IV. Relevant Case Law
how the ICJ has interpreted these Charter provisions to create binding obligations.
Case 1: Legal Consequences for States of the Continued Presence of South Africa in Namibia (1971)
Court: International Court of Justice (Advisory Opinion)
- Summary Facts: South Africa held a mandate over South West Africa (Namibia) from the League of Nations. It introduced the system of Apartheid to the territory. The UN General Assembly terminated the mandate, declaring South Africa’s occupation illegal. The Security Council requested an ICJ opinion on the legal consequences.
- Issue: Did South Africa’s policy of Apartheid violate its obligations under the UN Charter, specifically the pledge in Articles 55 and 56?
- Decision:Yes, the occupation was illegal.
- The Court ruled that the UN Charter is not just a political declaration.
- By practicing Apartheid (racial discrimination), South Africa committed a flagrant violation of the purposes and principles of the Charter.
- The Court read the Charter’s human rights provisions as binding legal norms, ruling that “to establish… and to enforce, distinctions, exclusions, restrictions and limitations exclusively based on grounds of race, colour, descent or national or ethnic origin which constitute a denial of fundamental human rights is a flagrant violation of the purposes and principles of the Charter.”
Case 2: Barcelona Traction, Light and Power Company, Ltd. (Belgium v. Spain) (1970)
Court: International Court of Justice (ICJ)
- Summary Facts: The case itself was a dry commercial dispute about the nationality of a corporation (Barcelona Traction) and whether Belgium had standing to protect shareholders against Spain.
- Issue: (Procedural) Does a state have standing to protect rights? (Substantive Dictum) What is the nature of obligations states owe regarding human rights?
- Decision: While Belgium lost on standing, the Court made a landmark dictum (statement of law) distinguishing between two types of obligations:
- Vis-à-vis another state (contractual/reciprocal).
- Vis-à-vis the international community as a whole (Erga Omnes).
- Significance for Charter Law: The Court stated that obligations erga omnes derive from, among other things, “the principles and rules concerning the basic rights of the human person,” including protection from slavery and racial discrimination. This cemented the idea that Charter-based human rights are the concern of all states.
Case 3: United States Diplomatic and Consular Staff in Tehran (USA v. Iran) (1980)
Court: International Court of Justice (ICJ)
- Summary Facts: Iranian students seized the US Embassy in Tehran and held diplomats hostage. The Iranian government failed to intervene and later endorsed the act.
- Issue: Did Iran’s failure to protect the diplomats violate general international law and the UN Charter?
- Decision:Violation Found.
- The Court ruled that “wrongfully to deprive human beings of their freedom and to subject them to physical constraint in conditions of hardship is in itself manifestly incompatible with the principles of the Charter of the United Nations, as well as with the fundamental principles of the Universal Declaration of Human Rights.”

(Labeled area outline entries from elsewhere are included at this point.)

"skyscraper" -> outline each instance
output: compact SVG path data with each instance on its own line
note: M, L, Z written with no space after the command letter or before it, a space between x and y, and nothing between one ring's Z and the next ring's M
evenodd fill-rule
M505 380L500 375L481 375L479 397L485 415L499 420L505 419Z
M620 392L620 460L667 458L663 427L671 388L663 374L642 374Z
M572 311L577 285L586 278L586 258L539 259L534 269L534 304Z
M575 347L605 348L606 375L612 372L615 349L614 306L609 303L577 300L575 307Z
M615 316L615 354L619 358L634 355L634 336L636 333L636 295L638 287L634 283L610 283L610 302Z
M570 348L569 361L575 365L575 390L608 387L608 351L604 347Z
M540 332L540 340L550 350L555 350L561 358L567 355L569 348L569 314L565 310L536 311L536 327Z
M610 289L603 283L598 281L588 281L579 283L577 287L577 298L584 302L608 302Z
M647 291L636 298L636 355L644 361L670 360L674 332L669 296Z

- Significance: This linked the Charter directly to the UDHR, treating them as a unified normative standard for evaluating state conduct.
V. Critical Analysis (The “Soft Law” to “Hard Law” Bridge)

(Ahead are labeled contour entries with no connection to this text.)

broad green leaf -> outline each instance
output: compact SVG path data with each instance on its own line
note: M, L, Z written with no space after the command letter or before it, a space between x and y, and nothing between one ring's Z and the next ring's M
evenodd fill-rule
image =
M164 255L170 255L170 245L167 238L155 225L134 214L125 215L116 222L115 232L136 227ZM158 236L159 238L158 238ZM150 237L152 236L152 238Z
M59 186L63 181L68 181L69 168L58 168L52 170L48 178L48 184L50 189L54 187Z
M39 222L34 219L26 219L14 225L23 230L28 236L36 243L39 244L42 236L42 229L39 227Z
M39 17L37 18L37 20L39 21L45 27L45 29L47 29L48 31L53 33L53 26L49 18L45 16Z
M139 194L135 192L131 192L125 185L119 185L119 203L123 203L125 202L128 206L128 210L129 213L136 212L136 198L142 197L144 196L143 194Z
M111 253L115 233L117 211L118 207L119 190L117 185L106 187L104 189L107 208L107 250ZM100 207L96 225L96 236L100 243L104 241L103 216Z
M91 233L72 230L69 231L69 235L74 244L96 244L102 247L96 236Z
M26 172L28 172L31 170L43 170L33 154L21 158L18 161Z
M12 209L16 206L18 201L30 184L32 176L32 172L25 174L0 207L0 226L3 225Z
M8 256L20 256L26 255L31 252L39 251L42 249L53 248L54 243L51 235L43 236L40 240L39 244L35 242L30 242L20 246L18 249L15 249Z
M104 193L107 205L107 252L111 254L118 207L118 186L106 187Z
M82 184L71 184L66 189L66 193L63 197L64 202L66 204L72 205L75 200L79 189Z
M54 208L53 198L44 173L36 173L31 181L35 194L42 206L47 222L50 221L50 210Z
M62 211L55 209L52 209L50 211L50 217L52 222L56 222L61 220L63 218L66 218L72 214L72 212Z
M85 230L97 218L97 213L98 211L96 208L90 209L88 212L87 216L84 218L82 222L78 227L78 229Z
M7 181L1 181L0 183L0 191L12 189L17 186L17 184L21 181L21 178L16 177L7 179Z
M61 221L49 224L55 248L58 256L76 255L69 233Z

the status of the Universal Declaration of Human Rights (UDHR) in relation to the Charter.
- The Charter mentions “human rights” but defines none.
- The UDHR (1948) is considered the authoritative interpretation of the vague phrase “human rights” in Article 55.
- Therefore, violating the UDHR is arguably a violation of the Charter itself.
Conclusion:
The UN Charter is the bedrock. It did not merely “recommend” human rights; it constituted them as a pillar of the international legal order. Through Articles 55 and 56, and subsequent ICJ jurisprudence (Namibia, Barcelona Traction), the Charter transformed human rights from a moral aspiration into a positive legal obligation binding on the community of nations.